Esse conceito foi definido por Orlandi, em 1996, no livro Interpretação: autoria, leitura e efeitos do trabalho simbólico, a fim de compreender teoricamente o funcionamento das tecnologias de linguagem a partir do uso do computador e da internet.
A memória metálica diz respeito à circulação, a qual compreende movimentos de repetição, reprodução, replicação, etc.
Para Orlandi (2006), a memória metálica é aquela « produzida por um construto técnico (televisão, computador, etc.). Sua particularidade é ser horizontal (...), não havendo assim estratificação em seu processo, mas distribuição em série, na forma de adição, acúmulo: o que foi dito aqui e ali e mais além vai-se juntando como se formasse uma rede de filiação e não apenas uma soma. Quantidade e não historicidade ». A memória metálica produz, pois, um efeito de filiação.
Se tomarmos como exemplo do funcionamento da memória metálica, os resultados de busca fornecidos pelo Google, temos um acúmulo de ocorrências que nos são apresentadas segundo o algoritmo do Google. Todas as informações são acumuladas na memória metálica e atualizadas segundo o filtro do algoritmo.
Mas a memória metálica não se restringe ao acúmulo de dados na memória do computador, ela também diz respeito ao funcionamento da própria mídia, construto técnico, que também tem seus filtros e que trabalha com a quantidade de informações e sua repercussão global, por meio da repetição, reprodução.
Sabemos que o dizer se constitui na relação com a memória discursiva, na qual as enunciações se estratificam no eixo vertical compondo o saber discursivo que retorna sob a forma da atualização numa formulação.
Mas e quando não há estratificação do dizer no eixo vertical, como fica a atualização?
Se pensarmos na relação memória discursiva e atualidade, sendo a atualidade o que Courtine (1981, p. 53) chamou de “efeito de memória” - porque o que dizemos é efeito do já-dito (e esquecido), numa conjuntura história específica – como situaríamos a memória metálica?

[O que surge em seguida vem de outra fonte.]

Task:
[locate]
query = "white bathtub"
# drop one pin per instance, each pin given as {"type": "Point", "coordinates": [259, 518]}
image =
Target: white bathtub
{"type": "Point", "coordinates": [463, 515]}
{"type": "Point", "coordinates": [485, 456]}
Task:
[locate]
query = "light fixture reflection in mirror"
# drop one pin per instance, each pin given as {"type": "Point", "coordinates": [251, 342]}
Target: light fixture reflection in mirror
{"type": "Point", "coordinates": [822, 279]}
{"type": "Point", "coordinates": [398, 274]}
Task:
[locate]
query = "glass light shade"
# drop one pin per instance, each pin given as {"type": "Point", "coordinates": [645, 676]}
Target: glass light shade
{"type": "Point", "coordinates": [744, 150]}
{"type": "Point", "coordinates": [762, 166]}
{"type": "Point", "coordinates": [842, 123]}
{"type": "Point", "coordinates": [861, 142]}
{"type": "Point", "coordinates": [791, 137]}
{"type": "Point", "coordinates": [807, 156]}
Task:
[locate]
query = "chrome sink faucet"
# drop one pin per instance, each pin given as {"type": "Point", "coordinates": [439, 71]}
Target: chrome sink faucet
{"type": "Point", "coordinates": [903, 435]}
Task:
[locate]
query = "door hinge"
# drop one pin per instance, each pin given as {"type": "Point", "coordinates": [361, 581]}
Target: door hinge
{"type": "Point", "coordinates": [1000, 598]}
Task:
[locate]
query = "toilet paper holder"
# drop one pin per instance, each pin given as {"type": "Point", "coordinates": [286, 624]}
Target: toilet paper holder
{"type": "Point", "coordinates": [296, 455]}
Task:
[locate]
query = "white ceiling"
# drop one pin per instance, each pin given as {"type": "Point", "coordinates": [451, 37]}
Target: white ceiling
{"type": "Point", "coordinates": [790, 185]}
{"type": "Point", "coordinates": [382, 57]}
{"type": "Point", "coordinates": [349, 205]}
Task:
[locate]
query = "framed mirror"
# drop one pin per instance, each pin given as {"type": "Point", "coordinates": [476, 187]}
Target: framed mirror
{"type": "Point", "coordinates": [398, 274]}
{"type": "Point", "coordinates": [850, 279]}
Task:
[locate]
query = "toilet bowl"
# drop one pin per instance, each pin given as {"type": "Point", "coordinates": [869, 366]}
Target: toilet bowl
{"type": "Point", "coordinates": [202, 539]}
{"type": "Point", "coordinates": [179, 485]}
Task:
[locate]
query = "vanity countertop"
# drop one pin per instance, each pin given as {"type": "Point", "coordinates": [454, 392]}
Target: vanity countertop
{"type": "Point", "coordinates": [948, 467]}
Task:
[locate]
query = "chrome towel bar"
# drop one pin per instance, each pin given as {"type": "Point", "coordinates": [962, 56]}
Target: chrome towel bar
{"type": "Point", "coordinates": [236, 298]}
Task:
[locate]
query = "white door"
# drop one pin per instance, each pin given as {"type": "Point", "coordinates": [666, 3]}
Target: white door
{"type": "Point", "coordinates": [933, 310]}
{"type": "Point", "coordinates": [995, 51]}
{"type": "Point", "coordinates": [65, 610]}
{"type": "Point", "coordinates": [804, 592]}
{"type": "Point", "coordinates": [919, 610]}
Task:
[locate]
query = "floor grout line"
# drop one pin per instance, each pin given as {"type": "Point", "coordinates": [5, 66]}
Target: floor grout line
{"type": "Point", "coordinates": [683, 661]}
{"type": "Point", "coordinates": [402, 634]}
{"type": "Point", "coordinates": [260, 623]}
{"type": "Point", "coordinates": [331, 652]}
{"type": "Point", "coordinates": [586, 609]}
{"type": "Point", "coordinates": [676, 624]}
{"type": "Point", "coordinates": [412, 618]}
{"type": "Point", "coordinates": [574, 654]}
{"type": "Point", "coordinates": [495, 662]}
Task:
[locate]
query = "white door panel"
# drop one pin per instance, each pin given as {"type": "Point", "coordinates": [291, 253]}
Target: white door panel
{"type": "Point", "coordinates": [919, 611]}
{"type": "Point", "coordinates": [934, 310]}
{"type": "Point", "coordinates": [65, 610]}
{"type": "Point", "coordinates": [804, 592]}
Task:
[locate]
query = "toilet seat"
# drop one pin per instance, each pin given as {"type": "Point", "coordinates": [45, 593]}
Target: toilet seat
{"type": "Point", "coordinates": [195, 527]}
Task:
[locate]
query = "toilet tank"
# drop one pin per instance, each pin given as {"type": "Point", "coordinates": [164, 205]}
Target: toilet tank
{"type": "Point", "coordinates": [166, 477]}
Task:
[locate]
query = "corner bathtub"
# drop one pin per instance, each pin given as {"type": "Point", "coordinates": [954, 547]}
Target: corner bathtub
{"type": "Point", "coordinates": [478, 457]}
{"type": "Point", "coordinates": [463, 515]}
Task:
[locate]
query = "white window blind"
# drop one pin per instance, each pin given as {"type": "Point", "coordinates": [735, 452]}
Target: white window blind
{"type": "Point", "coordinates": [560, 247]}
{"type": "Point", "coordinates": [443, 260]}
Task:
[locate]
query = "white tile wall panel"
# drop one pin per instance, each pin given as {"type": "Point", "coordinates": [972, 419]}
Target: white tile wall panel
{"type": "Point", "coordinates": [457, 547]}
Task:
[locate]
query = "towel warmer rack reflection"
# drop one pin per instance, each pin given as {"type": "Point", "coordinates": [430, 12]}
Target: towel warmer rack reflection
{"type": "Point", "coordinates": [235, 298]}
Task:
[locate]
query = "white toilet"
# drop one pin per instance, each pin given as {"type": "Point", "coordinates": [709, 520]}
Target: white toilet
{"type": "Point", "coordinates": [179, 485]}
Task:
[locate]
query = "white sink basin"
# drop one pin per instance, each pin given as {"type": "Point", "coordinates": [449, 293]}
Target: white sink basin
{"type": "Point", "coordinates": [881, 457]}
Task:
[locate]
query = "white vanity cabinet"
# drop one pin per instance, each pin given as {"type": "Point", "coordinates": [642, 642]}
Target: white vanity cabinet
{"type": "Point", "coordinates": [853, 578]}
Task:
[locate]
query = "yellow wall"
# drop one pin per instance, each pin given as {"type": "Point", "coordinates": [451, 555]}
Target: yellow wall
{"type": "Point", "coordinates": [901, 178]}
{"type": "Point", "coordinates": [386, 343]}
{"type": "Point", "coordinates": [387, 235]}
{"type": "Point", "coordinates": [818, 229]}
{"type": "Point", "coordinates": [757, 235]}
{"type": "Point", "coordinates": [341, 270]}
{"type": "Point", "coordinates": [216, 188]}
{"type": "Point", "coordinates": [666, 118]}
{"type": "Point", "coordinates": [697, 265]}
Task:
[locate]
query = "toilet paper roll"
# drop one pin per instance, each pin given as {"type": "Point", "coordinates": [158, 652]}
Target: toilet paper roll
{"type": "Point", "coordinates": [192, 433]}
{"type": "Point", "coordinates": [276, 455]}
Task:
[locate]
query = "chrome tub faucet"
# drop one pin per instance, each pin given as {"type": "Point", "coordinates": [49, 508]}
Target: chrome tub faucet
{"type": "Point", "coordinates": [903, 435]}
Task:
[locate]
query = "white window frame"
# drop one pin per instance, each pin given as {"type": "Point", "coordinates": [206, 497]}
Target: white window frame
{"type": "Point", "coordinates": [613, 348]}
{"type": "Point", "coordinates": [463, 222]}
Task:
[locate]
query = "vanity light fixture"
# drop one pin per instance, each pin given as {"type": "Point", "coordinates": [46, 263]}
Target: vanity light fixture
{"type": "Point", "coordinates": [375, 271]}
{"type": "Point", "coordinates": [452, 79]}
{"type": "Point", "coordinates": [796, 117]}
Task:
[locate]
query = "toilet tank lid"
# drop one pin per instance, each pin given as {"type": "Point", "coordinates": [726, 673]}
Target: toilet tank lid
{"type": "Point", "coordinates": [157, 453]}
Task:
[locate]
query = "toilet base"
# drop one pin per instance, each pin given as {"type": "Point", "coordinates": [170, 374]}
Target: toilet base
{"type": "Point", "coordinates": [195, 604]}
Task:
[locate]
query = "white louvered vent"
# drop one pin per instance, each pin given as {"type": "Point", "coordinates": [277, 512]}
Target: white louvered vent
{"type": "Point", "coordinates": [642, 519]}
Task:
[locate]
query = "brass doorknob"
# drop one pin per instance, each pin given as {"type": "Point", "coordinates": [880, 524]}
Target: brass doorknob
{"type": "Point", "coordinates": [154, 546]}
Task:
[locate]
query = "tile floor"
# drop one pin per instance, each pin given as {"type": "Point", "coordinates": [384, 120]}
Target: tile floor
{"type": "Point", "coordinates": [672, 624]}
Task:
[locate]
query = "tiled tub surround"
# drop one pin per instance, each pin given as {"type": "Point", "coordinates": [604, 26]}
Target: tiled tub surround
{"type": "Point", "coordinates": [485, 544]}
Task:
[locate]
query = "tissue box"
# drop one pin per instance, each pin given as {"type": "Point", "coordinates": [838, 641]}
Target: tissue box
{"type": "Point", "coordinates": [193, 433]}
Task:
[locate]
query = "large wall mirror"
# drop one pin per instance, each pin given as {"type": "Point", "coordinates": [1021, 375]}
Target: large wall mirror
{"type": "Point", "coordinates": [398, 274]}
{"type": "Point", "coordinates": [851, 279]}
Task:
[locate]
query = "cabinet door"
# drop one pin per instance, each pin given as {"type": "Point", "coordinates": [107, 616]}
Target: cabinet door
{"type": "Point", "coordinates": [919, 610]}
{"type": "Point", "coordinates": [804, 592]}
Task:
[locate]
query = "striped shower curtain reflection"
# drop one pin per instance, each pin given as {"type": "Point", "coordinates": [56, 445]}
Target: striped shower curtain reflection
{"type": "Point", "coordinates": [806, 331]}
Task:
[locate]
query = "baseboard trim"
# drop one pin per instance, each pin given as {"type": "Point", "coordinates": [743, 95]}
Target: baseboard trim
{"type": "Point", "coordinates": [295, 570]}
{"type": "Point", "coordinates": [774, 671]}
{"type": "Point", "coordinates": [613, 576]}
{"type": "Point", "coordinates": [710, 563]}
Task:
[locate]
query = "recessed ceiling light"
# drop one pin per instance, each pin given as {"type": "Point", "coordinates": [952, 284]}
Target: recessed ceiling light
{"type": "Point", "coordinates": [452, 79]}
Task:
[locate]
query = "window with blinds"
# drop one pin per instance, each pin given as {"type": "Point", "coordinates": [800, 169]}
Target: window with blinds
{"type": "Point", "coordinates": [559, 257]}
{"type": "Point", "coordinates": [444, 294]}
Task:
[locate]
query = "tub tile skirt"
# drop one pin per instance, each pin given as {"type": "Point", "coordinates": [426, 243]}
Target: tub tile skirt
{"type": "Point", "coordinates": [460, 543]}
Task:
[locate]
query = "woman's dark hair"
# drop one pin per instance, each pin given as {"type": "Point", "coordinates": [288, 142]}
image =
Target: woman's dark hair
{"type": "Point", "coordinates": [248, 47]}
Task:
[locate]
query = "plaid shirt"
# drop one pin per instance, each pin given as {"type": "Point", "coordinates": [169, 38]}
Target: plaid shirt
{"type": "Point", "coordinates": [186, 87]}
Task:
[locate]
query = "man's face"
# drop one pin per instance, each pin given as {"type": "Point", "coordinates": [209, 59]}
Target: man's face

Falar em memória metálica não quer dizer que ao enunciar o dizer não esteja determinado pela história e pela ideologia, pois, como ensina Pêcheux (1981), as circulações discursivas não são jamais “não importa o quê”, como nos querem fazer acreditar. É justamente esse o funcionamento da memória metálica: produzir, pela quantidade, o esvaziamento do sentido do dizer engajado, significante na história. O excesso, a quantidade, sentidos da repetição em série, esvaziam o dizer, submetendo-o a uma existência técnica, replicável no eixo da própria circulação. Daí dizermos as mais curtidas, mais compartilhadas, os trending topics, que se formulam na quantidade replicável dos dizeres. O sentido é da ordem da quantidade não da historicidade desses dizeres. É da instância de sua circulação. Ça circule, nos dizia Pêcheux (1981), referindo-se à “falsa moeda das línguas de vento”.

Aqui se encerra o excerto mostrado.